The biggest threats to their future will not come from other bankers, because those guys are just as confused and hesitant and invested in the past; it will not even come from Fintechs, because those guys can be co-opted to become the allies of incumbent banks — for those with the vision to partner up.

No, the greater threat will come from something that’s right under the bankers’ noses: Big Tech.

The giant companies that power everything that’s happening right now on the smartphones of bankers are the ones who will pose the existential danger.

Why? Because they hold so many of the crucial cards. They have global brand acceptance.

They have the cuffs on billions, not millions, of people. They have the best brains working for them. They have made the greatest investments in the new technologies that will change the game.

All it will take is for them to make their first foray into payments and money transfers, and the Trojan horse will be in motion …

Well, that first foray just happened. Facebook announced its new digital currency, Libra.

On the face of it, this is nothing. It’s just an in-house payment system. You know when you visit a theme park or casino, you usually have to change your dollars and shillings into tokens, use those to pay for stuff, then change what’s left over back into real money as you leave? Isn’t this just that?

Ahem. True, Facebook would want you to buy Libra coins using your dollars, use those coins to send money to any other Facebook user in the world, and turn your Libra hoard back into dollars any time you like.

This is not a cryptocurrency; it’s tightly controlled and designed to be stable against major currencies, and it’s meant to be bought for convenience, not speculation. Pretty harmless, huh?

Think again. Here’s what else Libra might be doing. It might become a no-fee way to send money across borders. It could become a major payments platform for e-commerce, sidestepping credit-cards and bank fees.

And since Facebook controls not just its own dominant social network, but also Instagram and WhatsApp, that could give it billions of possible daily money movements in a stroke.

The launch goal is to handle 1,000 transactions per second. Also, the blockchain platform underlying Libra could allow smart-contract settlements, loans, insurance …

I trust every banker in the world is now sitting up straight.

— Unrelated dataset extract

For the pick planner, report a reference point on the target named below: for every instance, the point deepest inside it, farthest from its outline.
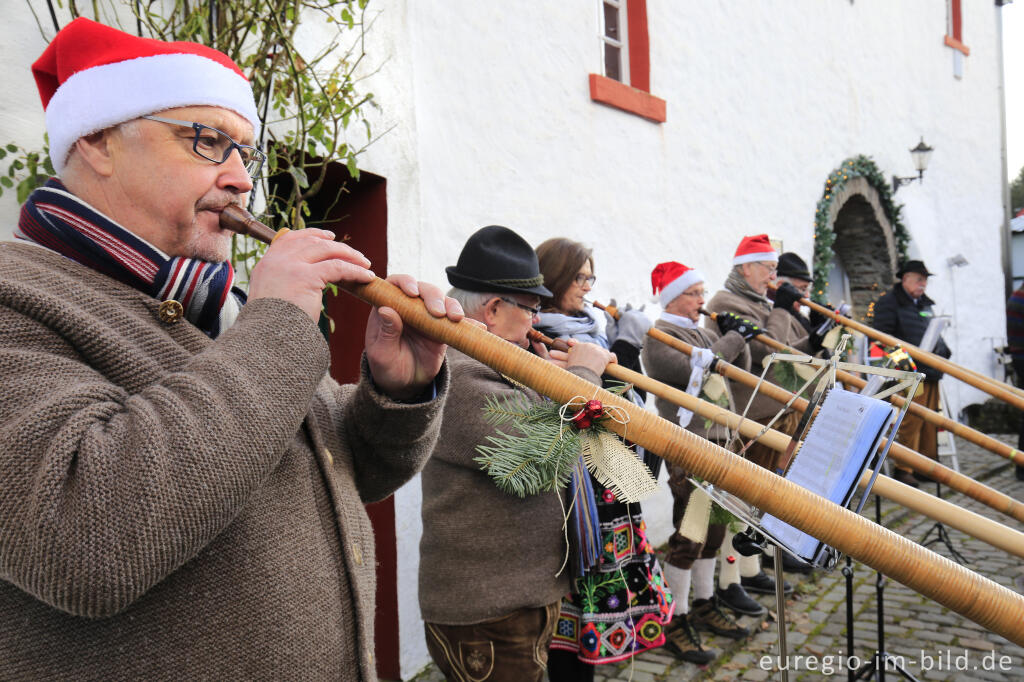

Oh wait, you say. Regulators will never permit this. They’ve already expressed concerns. And this is Facebook, of Cambridge Analytica notoriety, reeling from a record $5 billion fine for failing to protect user data. It won’t be allowed.

I would just remind you that, that is exactly what you said about M-Pesa 10 years ago, bankers …

Facebook has actually been quite clever about this. The Libra blockchain is controlled by 100 members of a separate, neutral foundation.

Facebook is keen to assure everyone that the treasure-trove of financial data that Libra will throw up will not be accessible to it (unless perhaps you give it permission … ahem again).

Libra may never get off the ground, regardless. Central bankers will have deep jitters about a borderless currency on this scale. We will find out in the coming months.

But whether Libra flies or not is emphatically not the point. If you’re a banker, don’t hang your future on this thing getting blocked; understand what’s really going on. Traditional banking and payments are broken.

They are too cumbersome, too expensive, too old-world for customers in a click-click-done world. Libra is just one way forward. Many others will pop up. Some of them will fly. Some of them may kill you.

What any bank should be doing right now is sitting down to work out what the hell to do to compete in a world where secure financial transactions will be completed in seconds, not weeks.

Top teams should be preoccupied with how to remove frictions, improve speeds, design smart interfaces, reduce fees. That will involve fresh thinking, new talent and many collaborations.

And if you haven’t been doing that with any seriousness, tomorrow morning is already too late. Otherwise, prepare to be “M-Pesa-ed” all over again, bankers. It will hurt.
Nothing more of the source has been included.